Hugh Gaitskell became Britain’s Minister of Fuel and Power on October 7, 1947. Soon after taking that office, because there was an energy crisis, the minister told his countrymen and women to save fuel by reducing the number of baths they took. Gaitskell said: “personally, I have never had a great many baths myself, and I can assure those who are in the habit of having a great many that it does not make a great difference to their health if they have less.”

Winston Churchill, who had by then become the opposition leader, heard him and said no wonder the government smelt so badly. He replied Gaitskell on 28 October, 1947: “When ministers of the Crown speak like this on behalf of His Majesty’s government, the Prime Minister and his friends have no need to wonder why they are getting increasingly into bad odour.”

Nigeria is an unwashed country. It stinks. It needs deliverance but won’t get it. The fire we have on our mountain is uncontrollable and unquenchable. At least, it is not the type you kill with thunder claps of anger. Some people demolished their own Wall of Jericho with noise. In case you believe that story and think you can replicate it here, you are wrong. What Kenyans did on their streets and achieved in one day last week, you can not have here. We have enough shock-absorbers and fissions to take all shocks and frustrate all enemies of frustration.

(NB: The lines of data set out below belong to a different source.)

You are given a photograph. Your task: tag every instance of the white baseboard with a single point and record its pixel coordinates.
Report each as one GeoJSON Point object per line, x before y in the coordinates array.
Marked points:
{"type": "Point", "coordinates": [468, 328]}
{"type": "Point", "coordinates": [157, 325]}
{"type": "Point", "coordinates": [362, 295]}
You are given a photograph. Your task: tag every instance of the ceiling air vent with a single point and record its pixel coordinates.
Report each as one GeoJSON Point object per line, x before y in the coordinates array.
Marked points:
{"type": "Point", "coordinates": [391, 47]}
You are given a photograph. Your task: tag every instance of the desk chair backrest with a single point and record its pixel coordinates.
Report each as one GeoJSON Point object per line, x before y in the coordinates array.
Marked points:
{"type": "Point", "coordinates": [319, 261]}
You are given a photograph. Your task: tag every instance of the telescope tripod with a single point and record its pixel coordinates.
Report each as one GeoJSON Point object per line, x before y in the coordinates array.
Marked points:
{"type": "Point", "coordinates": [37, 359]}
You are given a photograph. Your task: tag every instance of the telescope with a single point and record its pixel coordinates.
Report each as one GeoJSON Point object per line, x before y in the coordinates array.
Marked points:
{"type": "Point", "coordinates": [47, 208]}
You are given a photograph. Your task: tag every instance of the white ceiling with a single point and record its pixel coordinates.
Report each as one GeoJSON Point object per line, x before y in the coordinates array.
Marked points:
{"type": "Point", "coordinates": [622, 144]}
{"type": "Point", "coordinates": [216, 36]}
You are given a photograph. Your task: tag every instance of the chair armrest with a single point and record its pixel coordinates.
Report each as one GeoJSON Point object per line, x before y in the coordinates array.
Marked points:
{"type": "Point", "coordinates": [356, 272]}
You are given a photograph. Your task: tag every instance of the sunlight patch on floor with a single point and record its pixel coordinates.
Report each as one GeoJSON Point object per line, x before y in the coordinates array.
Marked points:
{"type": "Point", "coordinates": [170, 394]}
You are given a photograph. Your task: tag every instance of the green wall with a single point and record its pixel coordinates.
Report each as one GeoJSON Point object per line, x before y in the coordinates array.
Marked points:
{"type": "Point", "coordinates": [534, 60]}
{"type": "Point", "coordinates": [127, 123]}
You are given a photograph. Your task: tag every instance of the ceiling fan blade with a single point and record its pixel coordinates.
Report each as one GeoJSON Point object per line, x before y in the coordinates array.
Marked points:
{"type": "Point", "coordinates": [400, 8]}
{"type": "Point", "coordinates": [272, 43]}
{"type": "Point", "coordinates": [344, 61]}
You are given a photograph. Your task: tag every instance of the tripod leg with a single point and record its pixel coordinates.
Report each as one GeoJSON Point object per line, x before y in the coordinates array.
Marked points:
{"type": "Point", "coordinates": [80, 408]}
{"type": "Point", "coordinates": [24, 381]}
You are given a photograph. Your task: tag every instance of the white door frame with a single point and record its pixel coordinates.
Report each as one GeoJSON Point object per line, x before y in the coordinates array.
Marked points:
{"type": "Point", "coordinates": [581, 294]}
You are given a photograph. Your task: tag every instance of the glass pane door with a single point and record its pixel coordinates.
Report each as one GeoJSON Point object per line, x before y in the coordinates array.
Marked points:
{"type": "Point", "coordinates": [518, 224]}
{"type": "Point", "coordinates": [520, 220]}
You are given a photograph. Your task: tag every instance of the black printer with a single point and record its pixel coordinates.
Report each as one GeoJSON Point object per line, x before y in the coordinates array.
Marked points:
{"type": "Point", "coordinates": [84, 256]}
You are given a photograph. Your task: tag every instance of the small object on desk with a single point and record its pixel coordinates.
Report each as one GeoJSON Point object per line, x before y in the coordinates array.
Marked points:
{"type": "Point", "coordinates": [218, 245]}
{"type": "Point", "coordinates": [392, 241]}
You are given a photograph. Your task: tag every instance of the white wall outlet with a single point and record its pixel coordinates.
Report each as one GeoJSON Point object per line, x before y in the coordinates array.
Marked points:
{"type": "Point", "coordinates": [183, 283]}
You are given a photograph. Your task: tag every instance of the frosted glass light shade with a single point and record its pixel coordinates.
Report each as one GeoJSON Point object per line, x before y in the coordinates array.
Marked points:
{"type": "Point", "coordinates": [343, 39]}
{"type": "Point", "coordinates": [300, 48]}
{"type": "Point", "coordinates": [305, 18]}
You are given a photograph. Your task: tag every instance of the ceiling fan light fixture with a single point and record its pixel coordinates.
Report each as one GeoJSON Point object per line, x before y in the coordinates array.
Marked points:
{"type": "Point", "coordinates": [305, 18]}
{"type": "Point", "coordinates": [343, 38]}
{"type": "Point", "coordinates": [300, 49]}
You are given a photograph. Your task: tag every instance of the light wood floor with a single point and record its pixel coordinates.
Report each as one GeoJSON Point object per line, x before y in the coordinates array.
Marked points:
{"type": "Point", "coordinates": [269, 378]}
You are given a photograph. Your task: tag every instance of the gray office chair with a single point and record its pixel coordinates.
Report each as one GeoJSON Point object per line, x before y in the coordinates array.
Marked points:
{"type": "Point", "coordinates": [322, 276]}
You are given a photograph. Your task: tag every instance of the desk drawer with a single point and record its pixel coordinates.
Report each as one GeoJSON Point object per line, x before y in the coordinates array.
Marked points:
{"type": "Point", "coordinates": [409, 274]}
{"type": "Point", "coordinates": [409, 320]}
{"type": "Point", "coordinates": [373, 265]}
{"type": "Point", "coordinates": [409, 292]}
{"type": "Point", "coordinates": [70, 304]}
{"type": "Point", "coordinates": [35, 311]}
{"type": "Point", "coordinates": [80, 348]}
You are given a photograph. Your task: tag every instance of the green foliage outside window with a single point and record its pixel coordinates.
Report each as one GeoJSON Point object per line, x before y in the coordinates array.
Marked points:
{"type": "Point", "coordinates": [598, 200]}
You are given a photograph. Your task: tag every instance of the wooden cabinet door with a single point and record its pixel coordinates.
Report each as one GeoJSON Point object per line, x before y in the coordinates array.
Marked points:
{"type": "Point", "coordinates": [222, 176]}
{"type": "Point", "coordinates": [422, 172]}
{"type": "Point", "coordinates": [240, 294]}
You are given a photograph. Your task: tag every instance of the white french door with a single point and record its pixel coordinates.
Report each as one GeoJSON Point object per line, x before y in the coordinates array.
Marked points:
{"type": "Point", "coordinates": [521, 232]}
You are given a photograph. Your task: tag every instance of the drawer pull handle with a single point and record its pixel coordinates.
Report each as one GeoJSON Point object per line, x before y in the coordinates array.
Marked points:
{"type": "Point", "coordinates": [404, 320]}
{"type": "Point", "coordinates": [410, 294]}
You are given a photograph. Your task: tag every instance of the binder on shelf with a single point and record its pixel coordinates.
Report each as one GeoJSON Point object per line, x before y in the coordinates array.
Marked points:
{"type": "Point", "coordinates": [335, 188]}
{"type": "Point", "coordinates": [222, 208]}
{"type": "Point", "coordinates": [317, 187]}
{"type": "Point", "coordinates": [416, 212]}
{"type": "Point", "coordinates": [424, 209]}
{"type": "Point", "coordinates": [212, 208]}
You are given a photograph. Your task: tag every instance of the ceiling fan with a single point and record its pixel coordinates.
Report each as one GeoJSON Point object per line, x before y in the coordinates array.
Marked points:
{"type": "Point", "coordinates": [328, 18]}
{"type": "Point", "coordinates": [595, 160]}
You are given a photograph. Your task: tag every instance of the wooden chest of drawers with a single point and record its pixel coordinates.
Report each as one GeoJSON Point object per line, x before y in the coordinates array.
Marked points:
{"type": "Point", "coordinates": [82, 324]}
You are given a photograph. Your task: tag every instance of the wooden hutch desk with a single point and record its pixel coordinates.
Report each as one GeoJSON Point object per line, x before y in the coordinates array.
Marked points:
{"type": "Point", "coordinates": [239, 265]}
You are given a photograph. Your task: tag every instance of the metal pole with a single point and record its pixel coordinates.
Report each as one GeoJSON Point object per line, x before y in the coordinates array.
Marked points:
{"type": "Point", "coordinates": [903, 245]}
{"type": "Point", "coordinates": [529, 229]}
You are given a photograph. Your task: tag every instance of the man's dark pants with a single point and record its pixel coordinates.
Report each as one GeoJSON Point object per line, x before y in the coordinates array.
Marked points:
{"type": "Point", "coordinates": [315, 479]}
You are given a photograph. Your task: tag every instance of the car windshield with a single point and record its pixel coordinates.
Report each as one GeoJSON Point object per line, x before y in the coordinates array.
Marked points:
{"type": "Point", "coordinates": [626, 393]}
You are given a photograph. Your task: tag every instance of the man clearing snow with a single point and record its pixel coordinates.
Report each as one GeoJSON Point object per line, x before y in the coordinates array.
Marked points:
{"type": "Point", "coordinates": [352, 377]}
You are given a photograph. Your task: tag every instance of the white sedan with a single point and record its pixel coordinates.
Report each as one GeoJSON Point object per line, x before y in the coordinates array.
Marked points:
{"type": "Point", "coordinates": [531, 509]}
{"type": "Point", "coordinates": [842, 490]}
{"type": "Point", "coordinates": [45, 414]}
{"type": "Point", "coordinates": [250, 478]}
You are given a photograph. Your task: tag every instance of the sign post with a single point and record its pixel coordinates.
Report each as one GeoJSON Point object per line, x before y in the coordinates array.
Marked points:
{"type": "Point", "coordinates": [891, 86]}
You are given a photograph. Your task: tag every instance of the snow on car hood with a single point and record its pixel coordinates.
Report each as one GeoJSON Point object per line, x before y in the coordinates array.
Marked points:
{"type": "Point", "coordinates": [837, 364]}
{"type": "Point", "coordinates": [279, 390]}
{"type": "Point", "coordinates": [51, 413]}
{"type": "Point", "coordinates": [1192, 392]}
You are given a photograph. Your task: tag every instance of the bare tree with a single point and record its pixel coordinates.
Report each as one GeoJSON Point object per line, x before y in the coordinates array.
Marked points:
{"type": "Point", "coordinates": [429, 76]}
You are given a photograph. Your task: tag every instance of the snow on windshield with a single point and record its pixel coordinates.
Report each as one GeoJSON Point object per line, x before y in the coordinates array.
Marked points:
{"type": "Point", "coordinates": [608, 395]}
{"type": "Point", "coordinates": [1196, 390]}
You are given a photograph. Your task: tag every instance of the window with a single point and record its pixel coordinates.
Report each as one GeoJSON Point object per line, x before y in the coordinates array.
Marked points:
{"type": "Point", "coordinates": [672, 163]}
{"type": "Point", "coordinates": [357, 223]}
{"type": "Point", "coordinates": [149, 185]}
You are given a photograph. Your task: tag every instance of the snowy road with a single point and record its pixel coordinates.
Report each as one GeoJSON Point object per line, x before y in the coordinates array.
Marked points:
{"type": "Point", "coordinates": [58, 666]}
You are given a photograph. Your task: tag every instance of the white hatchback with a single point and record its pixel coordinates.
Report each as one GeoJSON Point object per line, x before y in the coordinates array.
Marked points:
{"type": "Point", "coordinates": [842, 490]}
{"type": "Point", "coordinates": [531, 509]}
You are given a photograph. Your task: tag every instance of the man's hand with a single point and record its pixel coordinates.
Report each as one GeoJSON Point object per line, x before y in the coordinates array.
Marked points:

You’ve lately been reading of unbelievable in-your-face sad acts of our democratic government. You’ve heard rumours of expenditures that you would pray were not true. You’ve been watching circus shows on a new minimum wage for public and private sector workers.

You watched the Kenyan parliament with its President William Ruto thoroughly whipped by their angry children. You wonder why our own king and his lawmakers are not as worried about all this as they are concerned about the purchase of new presidential jets. You’ve also been hearing sermons calling for more sacrifices from you, the people. You’ve wondered why it must be you who must always tighten your belt while the pilot eats to explosion.

You are hearing rumours of four budgets in one country by one government in one year. The government wants to operate, in 2024, the 2023 main and the 2023 supplementary budgets plus the 2024 budget while preparing another supplementary budget. You don’t understand? The government wants to eat yesterday’s pounded yam with today’s in addition to a supplementary one in preparation. It won’t matter that some projects and their votes are duplicated in the various budgets. They must appear in all the budgets because they are tagged ongoing. Money here (2024), funding there (2023) make the smart wealthier.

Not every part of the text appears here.